Over the past year, Manning Regional Healthcare Center has had an overall impact on area economies of over $9 million, according to a recent report by the Iowa Hospital Association (IHA). MRHC’s employs 192 people, which results in an economic impact of $7,053,269 in payroll and proprietor income. In addition, those employees support retail sales of $2,308,242 in our area and provide nearly $139,000 in sales tax.

Look for that to grow in 2014 and beyond when Manning cuts the ribbon and opens the hospital doors for patients.

The 17-bed health-care facility will be a critical-access hospital that also can provide substance-abuse treatment for up to 16 patients in a partial residential setting.

“To me, what is most important is that we are growing for the future, and we’re planning for the future, and not just Manning, but all the areas around us,” O’Brien said. “The new facility that’s coming will be very flexible because none of us call tell what’s going to happen with health care over the next 15 or 20 years. I can tell you it’s going to change.”

Imagine where Manning would be today if it had listened to Paul Ryan, followed the Mitt Romney approach?

Manning isn’t building this community defining, regionally elevating facility alone. The government isn’t building it, either. It’s a winning partnership, leveraging government money to encourage game-changing local development.

U.S. Sen. Tom Harkin, D-Iowa, a senior member of the Senate Appropriations subcommittee that funds the USDA and the Rural Development Program, tells The Daily Times Herald flatly that the loan for the construction of the Manning Regional Healthcare Center would be dead on arrival under  Mitt Romney and Paul Ryan — leaving Manning to raise the money somehow on its own or develop a second- or third-rate health-care center or shut down the hospital and send its residents driving to Carroll and Denison and Audubon for treatment.

“I would say that their possibility of getting such hospital funding would be, well, almost nil because they cut back on all of these programs in agriculture,” Harkin said. “I would say that if you look at the Ryan budget and look ahead, the things that we have done in the past in rural America, we would not be able to do, or least not be able to do to any extent.”

Harkin added, “I would say that under the Ryan budget the chances that Manning would have gotten any money for a hospital would have been pretty close to zero.”

Which would be tragic for our county.

The hospital will pay back more in economic-development benefits than the government invested through money lost to the low-interest loan.

Manning believes this.

Harkin believes this.

Obama believes this.

“Having served with Barack Obama here in the Senate I think he shares this view that the government can really be a force for good in people’s lives and our communities’ lives, depending on where it focuses its attention and what it does,” Harkin said.

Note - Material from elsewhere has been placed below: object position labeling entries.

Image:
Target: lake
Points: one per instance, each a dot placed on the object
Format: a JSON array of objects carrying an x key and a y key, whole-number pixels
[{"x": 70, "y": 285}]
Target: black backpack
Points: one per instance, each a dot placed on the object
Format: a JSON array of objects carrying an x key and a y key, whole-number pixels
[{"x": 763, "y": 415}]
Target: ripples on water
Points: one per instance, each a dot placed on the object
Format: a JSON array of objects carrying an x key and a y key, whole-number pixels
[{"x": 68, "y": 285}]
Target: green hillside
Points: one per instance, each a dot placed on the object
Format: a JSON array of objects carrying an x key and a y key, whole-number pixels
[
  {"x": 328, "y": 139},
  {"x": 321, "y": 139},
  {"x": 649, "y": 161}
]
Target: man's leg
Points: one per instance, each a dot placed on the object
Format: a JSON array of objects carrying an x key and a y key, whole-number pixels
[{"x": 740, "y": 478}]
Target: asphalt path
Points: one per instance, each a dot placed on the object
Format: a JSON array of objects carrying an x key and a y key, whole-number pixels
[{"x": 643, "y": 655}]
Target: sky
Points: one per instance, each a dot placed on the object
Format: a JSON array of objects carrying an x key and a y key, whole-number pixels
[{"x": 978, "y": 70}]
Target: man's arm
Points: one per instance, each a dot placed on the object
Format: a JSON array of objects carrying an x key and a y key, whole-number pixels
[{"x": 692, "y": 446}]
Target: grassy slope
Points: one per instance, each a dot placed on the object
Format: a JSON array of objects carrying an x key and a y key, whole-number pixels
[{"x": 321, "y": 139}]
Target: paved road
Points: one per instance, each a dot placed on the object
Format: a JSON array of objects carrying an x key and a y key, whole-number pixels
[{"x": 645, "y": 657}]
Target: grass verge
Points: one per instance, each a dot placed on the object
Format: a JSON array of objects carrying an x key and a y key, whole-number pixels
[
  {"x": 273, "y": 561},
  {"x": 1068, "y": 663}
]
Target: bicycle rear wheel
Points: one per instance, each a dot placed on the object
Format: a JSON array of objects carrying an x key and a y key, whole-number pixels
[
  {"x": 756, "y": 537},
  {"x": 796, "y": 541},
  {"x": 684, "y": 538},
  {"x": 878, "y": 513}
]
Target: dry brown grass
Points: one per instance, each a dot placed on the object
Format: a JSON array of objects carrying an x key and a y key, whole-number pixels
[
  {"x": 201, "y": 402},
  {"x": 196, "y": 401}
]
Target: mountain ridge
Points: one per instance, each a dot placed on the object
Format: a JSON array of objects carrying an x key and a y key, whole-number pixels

Harkin said the reality in rural America is that many small communities, like Manning, population 1,500, may not be able to tackle major projects on their own.

“But the last time I checked, the citizens of Manning were still the citizens of the United States of America,” Harkin said. “The philosophy President Bill Clinton mentioned of ‘we’re all in this together’ is a lot better than the philosophy of ‘tough luck, you’re on your own’ and that the rich and the powerful sort of take whatever they want and maybe you’re lucky if you get some of the droppings.”

Soon, Manning will have the advantage of a state-of-the-art hospital — a signature feature to showcase the town’s new brand, “Manning: It’s refreshing.”

More immediately, Manning-area residents — and all who benefit from the hospital — face a question.

Do you reward a president who was indisputably consequential in bringing concrete, flesh-and-blood, living-and-breathing advancement to your city?

President Obama passed the “what-have-you-done-for-me-lately” test in flying colors here in Manning.

Ask yourself: if that’s not enough for your vote, what is?